Overfitting - OKStateACM/AI_Workshop GitHub Wiki

#Overfitting

From wikipedia: "In statistics and machine learning, one of the most common tasks is to fit a "model" to a set of training data, so as to be able to make reliable predictions on general untrained data. In overfitting, a statistical model describes random error or noise instead of the underlying relationship. Overfitting occurs when a model is excessively complex, such as having too many parameters relative to the number of observations. A model that has been overfit has poor predictive performance, as it overreacts to minor fluctuations in the training data."

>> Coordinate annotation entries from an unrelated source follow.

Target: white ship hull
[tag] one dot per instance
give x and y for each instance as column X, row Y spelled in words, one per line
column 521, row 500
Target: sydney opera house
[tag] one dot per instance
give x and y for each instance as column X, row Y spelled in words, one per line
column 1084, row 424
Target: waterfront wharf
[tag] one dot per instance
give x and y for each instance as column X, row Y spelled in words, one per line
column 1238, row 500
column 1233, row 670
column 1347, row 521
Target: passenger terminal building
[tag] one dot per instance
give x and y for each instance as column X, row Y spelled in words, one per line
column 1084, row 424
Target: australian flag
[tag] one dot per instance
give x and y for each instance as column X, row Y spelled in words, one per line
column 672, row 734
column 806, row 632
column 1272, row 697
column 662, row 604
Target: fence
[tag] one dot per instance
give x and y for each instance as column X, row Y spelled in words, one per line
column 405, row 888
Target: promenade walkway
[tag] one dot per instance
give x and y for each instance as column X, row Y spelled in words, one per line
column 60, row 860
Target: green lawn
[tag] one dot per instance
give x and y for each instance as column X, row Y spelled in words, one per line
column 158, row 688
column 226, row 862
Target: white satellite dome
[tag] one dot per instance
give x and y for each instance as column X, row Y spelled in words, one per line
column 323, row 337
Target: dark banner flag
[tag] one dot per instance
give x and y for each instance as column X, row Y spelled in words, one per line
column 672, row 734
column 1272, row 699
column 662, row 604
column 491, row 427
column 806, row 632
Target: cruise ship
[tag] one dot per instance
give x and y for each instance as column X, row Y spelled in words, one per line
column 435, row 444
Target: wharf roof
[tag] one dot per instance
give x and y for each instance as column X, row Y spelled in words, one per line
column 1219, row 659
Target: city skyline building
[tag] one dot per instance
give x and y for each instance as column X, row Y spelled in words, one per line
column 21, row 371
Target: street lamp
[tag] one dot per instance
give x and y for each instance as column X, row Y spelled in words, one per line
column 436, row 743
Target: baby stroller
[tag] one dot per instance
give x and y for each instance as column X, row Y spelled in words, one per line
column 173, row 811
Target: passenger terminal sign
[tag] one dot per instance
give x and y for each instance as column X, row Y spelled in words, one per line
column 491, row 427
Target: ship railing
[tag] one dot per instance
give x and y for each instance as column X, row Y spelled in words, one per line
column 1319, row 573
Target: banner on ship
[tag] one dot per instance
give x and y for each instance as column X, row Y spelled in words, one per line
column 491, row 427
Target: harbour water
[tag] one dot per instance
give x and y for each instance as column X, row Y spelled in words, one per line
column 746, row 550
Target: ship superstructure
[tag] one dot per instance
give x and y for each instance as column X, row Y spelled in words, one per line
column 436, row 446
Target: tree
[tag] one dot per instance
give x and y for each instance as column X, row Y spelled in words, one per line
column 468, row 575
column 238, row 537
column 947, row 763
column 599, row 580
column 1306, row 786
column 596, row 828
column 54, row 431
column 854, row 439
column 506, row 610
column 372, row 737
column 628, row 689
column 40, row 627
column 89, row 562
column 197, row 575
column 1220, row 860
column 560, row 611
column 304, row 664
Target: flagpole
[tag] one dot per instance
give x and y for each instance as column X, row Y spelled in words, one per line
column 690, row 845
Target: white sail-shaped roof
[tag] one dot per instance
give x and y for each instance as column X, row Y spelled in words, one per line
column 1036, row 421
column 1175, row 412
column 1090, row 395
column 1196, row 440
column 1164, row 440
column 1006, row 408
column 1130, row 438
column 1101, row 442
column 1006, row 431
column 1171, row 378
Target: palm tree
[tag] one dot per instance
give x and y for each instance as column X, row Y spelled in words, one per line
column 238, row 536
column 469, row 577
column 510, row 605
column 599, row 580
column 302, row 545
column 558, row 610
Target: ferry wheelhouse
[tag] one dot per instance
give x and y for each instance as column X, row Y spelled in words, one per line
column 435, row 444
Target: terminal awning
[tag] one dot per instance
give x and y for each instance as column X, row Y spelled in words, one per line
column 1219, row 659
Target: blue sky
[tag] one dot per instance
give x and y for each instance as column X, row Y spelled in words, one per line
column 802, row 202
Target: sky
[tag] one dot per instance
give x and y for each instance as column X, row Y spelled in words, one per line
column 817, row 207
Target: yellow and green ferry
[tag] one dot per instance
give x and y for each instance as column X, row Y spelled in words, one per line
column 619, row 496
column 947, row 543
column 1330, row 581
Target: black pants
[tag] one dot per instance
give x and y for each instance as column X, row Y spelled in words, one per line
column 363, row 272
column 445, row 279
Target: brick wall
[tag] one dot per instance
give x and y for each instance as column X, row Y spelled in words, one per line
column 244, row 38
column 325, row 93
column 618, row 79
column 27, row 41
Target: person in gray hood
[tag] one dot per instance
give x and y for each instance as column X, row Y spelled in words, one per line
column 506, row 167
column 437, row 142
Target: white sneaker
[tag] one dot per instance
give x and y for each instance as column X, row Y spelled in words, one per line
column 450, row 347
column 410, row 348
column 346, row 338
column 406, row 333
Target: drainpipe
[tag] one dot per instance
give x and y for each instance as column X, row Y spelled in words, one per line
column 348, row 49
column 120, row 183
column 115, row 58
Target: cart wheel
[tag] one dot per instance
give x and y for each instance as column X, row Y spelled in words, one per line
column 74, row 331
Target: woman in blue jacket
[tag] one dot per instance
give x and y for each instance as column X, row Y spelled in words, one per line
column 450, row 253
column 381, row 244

What this means is that we can have a model, in our case that would be our neural networks, that have learned to function really well for the data that we have been training it on. However, it doesn't work well at all on any other data. For instance, in our linear regression example, if we had instead used a polynomial, we may have gotten a function that had a very low loss function, but does'nt look anything like the general shape of the data.

overfitting2

There are many ways to combat overfitting. One is to use a simpler model. For instance, instead of using a polynomial model, use a simpler linear or quadratic model. For neural networks, this would mean reducing the number of layers, or reducing the number of neurons in each layer.

Other ways include some for of regularization where the model is relaxed in some way so that the network is not extremely sensitive to the training data. The specifics of how regularization happens isn't extremely useful at this stage in the game. Just know that there are many ways to do it.